# Chapter 02: Basic Data Structures

**Producer-Consumer Model**: one computational process is producing data and another is consuming the produced data

## Stacks and Queues

### Stacks

**Stack**: data structures that operates under the last-in, first-out principle

Supports two methods:

- push(o): insert object o at the top of the stack
- pop(): remove from the stack and return its top object

Array-based stacks are efficient (both push(o) and pop() operate in O(1) time), but have the limitation of a fixed size. To overcome this, stacks may also be implemented via linked lists

**Method stacks** are used to track local memory in the runtime environments of programming languages

### Queues

**Queue**: data structure that stores items in a first-in, first out order. Elements enter at the rear and are removed from the front

Supports two methods:

- enqueue(o): insert object o at the rear of the queue
- dequeue(): remove and return from the queue the object at the front 

Queues are typically tracked via two variables:

- **f**: index to the cell storing the first element
- **r**: index to the next available array cell

## Lists

### Index-based Lists

**Index-based lists**: linear sequence that supports access to its elements via their indices. A list storing n elements supports the following methods:

- get(r): returns the element located at index r
- set(r,e): replace the current element at r with e
- add(r,e): insert a new element e into the list to have index r
  - worst case of $\theta(n)$ r = 0, as all elements need to be shifted 
  - best case of $O(n)$ when acting on an item at the end of the list
- remove(r): remove the element at index r 
  - worst case of $\theta(n)$ r = 0, as all elements need to be shifted 
  - best case of $O(n)$ when acting on an item at the end of the list
  
A time-consuming part of index-based lists is shifting the elements to ensure they are continuous after every addition and removal

### Linked Lists

**Linked list**: container of elements that stores each element in a node and keeps references to neighboring nodes in a relative order. Linked lists support the following methods, all of which are $O(1)$:

- first(): return the position of the first element
- last(): return the position of the last element
- before(p): return the position of the element preceding the one at position p
- after(p): return the position of the element following the one at position p
- insertBefore(p,e): insert element e before position p
- insertAfter(p,e): insert element e after position p
- remove(p): remove the element at position p 

**Sentinel** nodes (head and tail) don't store data, but allows for easier insertion and deletion of data

Arrays require $O(N)$ space, where N is the size of the array. A doubly linked list meanwhile requires $O(n)$ space, where n is the number of elements in the sequence. When to use which depends on the situation at hand

## Trees

**Tree**: set of nodes storing elements in a parent-child relationship with the following properties:

- tree T has a special node r, called the root, with no parent
- each node v of T different from r has a unique parent node u

A node is **external** if it has no children (also known as a leaf)

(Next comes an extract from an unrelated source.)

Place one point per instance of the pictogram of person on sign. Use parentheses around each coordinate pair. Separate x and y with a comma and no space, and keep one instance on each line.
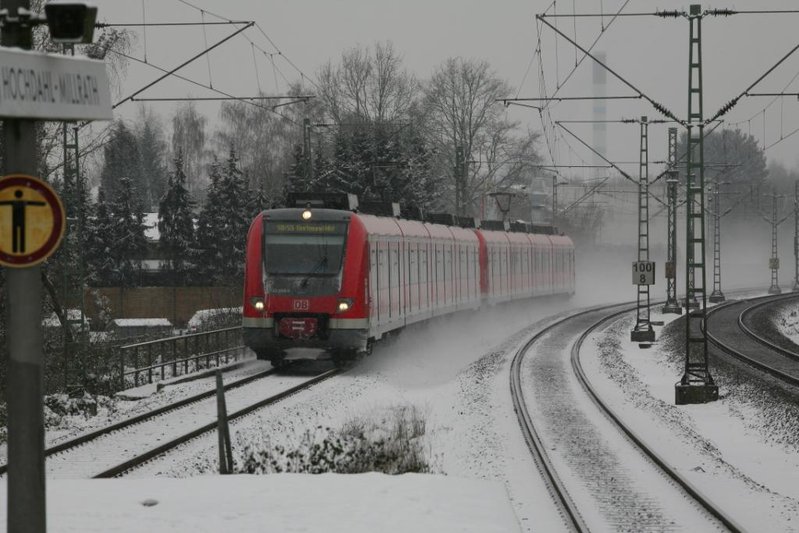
(18,208)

Trees support the following methods:

- accessor
  - root(): return the root of the tree
  - parent(v): return the parent of node v
  - children(v): return a set containing the children of node v
- query
  - isInternal(v): test whether node v is internal
  - isExternal(v): test whether node v is external
  - isRoot(v): test whether node v is the root
- generic
  - size(): return the number of nodes in the tree
  - elements(): return a set containing all the elements stored at nodes of the tree
  - positions(): return a set containing all the nodes of the tree
  - swapElements(v,w): swap the elements stored at the nodes v and w
  - replaceElements(v,e): replace with e and return the element stored at node v

**Depth**: number of ancestors of v, excluding v itself. Calculated in $O(n)$ time

**Height**: maximum depth of an external node. Calculated in $O(n)$ time when called on the root

**Traversal**: systematic way of accessing all nodes of a tree

### Preorder Traversal

The root of T is visited first and then the sub-trees rooted at its children are recursively traversed. If the tree is ordered, then the sub-trees are traversed according to the order of the children. The following algorithm conducts a preorder traversal:

![preorder](./res/02-preorder.PNG)

This algorithm operates in $O(n)$ time. It yields the following tree:

![preorder-tree](./res/02-preorder-tree.PNG)

### Postorder Traversal

This traversal recursively traverses the subtrees rooted at the children of the root first, and then visits the root. Its algorithm is the following:

![postorder](./res/02-postorder.PNG)

This algorithm operates in $O(n)$ time. It yields the following tree:

![postorder-tree](./res/02-postorder-tree.PNG)

### Binary Trees

**Binary tree**: tree with at most two children per node. A binary tree is **proper** if each internal node has two children

Let T be a proper binary tree with n nodes, and let h denote the height of T. Then T has the following properties:

1. the number of external nodes in T is at least $h+1$ and is at most $2^h$
2. the number of internal nodes in T is at least h and at most $2^h-1$
3. the total number of nodes in T is at least $2h+1$ and at most $2^{h+1}-1$
4. the height of T is at least $log(n+1)$ and at most $(n-1)/2$, that is, $log(n+1)-1 \leq h \leq (n-1)/2$

In a proper binary tree T, the number of external nodes is 1 more than the number of internal nodes

An additional traversal is possible for binary trees, the **inorder** traversal. This methodology visits nodes "from left to right" on the tree

![inorder](./res/02-inorder.PNG)

This yields the following tree:

![inorder-tree](./res/02-inorder-tree.PNG)